Ein eigener Diener hat nichts anderes zu tun, als seinem Herrn, der selbst nichts zu tun hat, die Pfeife rein zu halten, sie zierlich zu stopfen, eine glühende Kohle genau mitten auf den Tabak zu legen, den Tschibuk anzurauchen und mit einer gewissen Zeremonie zu überreichen; er fasst dabei das Rohr oben mit der rechten Hand, die linke aus Ehrfurcht vorn über den Leib gelegt, so schreitet er schnell auf dich zu und setzt den Kopf genau so an die Erde, dass, wenn er die Spitze herumschwenkt, sie dir an die Lippen reicht; dann schiebt er eine kleine Messingschale unter den Kopf, um den kostbaren Teppich vor der Kohle zu bewahren, und zieht sich rückwärts an die Tür zurück, wo er stehen bleibt und wartet, bis er wieder stopfen kann.

Die Türken sagen, die Pfeife »trinken« (tschibuk itschmek), und wirklich schlürfen sie sie wie wir ein Glas Rheinwein; sie ziehen den Rauch ganz in die Lungen ein, lehnen den Kopf zurück, schließen die Augen und lassen den berauschenden Dampf langsam und mit Wohlbehagen durch Nase und Mund ausströmen.

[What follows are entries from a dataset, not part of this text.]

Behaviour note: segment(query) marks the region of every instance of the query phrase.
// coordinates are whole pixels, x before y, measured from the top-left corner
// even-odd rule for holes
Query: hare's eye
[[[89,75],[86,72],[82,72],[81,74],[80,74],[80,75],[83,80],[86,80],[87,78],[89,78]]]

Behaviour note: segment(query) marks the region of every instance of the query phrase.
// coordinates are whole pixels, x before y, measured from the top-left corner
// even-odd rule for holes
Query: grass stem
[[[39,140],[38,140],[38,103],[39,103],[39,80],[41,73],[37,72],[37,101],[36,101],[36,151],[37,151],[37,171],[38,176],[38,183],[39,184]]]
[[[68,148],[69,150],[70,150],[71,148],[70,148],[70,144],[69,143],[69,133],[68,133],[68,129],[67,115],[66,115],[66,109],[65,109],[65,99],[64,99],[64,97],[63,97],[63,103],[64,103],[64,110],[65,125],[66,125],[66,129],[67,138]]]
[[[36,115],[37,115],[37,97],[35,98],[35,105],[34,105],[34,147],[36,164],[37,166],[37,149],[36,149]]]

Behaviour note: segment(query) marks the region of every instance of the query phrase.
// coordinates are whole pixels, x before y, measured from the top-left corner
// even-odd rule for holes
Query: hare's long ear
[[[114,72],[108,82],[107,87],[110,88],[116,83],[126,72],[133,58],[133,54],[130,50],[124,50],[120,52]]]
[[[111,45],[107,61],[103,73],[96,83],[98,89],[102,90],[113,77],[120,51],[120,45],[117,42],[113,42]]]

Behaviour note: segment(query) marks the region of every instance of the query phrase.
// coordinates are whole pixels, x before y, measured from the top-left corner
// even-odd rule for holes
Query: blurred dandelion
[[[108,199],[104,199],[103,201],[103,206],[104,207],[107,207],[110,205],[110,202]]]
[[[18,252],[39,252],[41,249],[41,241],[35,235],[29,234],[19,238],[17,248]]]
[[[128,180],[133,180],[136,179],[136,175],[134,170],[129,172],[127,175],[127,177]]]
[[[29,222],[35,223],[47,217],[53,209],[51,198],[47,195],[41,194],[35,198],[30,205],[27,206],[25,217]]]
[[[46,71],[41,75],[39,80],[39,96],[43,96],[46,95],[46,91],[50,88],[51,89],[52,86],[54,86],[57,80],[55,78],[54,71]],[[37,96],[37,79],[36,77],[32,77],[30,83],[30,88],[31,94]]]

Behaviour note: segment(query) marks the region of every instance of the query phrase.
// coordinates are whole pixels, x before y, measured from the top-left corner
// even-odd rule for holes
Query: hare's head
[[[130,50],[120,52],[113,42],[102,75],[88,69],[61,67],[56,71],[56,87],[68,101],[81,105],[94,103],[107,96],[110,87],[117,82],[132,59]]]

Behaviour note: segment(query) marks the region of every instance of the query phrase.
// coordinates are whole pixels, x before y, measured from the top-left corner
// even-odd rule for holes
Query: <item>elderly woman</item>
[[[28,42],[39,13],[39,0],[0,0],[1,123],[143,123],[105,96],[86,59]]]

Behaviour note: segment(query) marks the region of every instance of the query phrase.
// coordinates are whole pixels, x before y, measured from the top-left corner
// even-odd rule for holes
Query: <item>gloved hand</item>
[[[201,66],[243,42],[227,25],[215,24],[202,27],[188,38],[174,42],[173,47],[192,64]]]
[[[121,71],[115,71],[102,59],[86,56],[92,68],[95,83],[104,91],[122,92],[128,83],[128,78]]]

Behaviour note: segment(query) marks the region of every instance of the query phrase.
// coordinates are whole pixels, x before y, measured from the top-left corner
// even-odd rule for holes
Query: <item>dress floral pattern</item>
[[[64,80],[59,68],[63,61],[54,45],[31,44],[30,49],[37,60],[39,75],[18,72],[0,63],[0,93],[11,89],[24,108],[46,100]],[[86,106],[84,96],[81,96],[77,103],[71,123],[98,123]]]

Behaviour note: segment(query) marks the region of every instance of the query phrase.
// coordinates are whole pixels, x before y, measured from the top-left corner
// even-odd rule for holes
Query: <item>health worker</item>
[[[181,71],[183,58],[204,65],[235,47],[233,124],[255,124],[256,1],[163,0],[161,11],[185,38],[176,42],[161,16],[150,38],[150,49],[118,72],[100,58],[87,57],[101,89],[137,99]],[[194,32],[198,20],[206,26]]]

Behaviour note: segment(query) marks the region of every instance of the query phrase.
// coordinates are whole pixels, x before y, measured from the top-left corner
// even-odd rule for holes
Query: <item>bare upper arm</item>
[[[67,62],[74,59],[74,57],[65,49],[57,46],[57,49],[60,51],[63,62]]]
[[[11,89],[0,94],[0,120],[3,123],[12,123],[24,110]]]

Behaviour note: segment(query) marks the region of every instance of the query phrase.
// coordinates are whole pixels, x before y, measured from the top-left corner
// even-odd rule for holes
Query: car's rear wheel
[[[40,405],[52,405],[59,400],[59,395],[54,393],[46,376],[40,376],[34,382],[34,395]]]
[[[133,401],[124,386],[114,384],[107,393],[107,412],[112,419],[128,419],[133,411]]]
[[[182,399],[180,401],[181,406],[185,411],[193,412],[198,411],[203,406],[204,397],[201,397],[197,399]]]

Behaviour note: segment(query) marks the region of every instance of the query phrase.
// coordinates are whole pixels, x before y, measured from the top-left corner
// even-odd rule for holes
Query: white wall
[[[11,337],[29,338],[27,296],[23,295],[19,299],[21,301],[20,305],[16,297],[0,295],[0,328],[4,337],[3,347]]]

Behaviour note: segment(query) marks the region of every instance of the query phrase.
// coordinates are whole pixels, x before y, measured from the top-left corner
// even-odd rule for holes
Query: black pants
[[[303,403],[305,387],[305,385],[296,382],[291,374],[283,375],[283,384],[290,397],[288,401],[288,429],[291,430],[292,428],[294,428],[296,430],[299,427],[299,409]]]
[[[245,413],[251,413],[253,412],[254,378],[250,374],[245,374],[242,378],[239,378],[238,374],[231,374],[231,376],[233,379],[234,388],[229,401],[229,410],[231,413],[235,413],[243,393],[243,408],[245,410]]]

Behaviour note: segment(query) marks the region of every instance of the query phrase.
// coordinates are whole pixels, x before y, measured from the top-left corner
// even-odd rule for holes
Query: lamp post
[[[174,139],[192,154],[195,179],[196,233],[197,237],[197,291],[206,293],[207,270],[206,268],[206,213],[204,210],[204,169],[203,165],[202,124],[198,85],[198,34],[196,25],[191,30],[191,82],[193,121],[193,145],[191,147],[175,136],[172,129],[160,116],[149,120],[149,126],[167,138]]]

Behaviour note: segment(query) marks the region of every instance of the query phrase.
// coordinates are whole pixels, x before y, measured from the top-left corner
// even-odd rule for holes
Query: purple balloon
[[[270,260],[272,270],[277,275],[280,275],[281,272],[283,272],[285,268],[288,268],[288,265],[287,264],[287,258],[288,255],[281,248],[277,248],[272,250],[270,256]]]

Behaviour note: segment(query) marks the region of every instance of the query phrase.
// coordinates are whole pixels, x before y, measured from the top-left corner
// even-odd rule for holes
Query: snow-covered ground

Ich habe früher nie rauchen können und als ich beim Seraskier die ersten Tschibuks zu genießen nicht vermeiden konnte, dachte ich mit Schrecken an eine wahrscheinlich bevorstehende Seekrankheit. Indes habe ich mich an die hiesige Art zu rauchen schnell gewöhnt und finde sogar ein Vergnügen daran, unter einer schattigen Platane den Blick über Meer und Berge schweifen zu lassen und halb träumend, halb wachend den expansiblen Trank aus der Pfeife zu leeren.

Um das Kapitel des Rauchens vollständig abzuhandeln, muss ich noch die Wasserpfeife (Nargileh) erwähnen. Der Rauch eines sehr schweren, etwas angefeuchteten Tabaks (Tümbeki) wird durch Wasser geleitet und gelangt kalt durch einen viele Ellen langen dünnen Schlauch in den Mund des Rauchers. Das Wasser befindet sich in einer gläsernen Urne; der Türke tut eine Rose oder eine Kirsche hinein und hat seine harmlose Freude daran, wie diese bei jedem Zuge auf der bewegten Oberfläche tanzt. Ein solcher Nargileh, ein schattiger Baum, eine plätschernde Fontäne und eine Tasse Kaffee sind alles, was der Türke bedarf, um sich zehn bis zwölf Stunden des Tages köstlich zu unterhalten. Der »Kjef« oder die gute Laune des Orientalen besteht in einer gleichmütigen Seelenstimmung mit gänzlicher Vermeidung aller Emotionen. Eine lebhafte Unterhaltung oder nur eine weite Aussicht sind schon Störungen; dagegen erhöht es sehr die Laune, wenn zur Romaika oder Zither der Armenier eine der einförmigen, durch das ganze weite Reich gleich tönenden Weisen singt, deren Refrain stets »Amann, Amann« – »Erbarmen« – ist, oder wenn griechische Knaben ihre nach unseren Begriffen höchst anstößigen und ungraziösen Tänze ausführen. Aber selbst zu singen oder selbst zu tanzen kommt keinem Moslem in den Sinn; man könnte ihm ebenso gut zumuten sich zu geißeln oder spazieren zu gehen.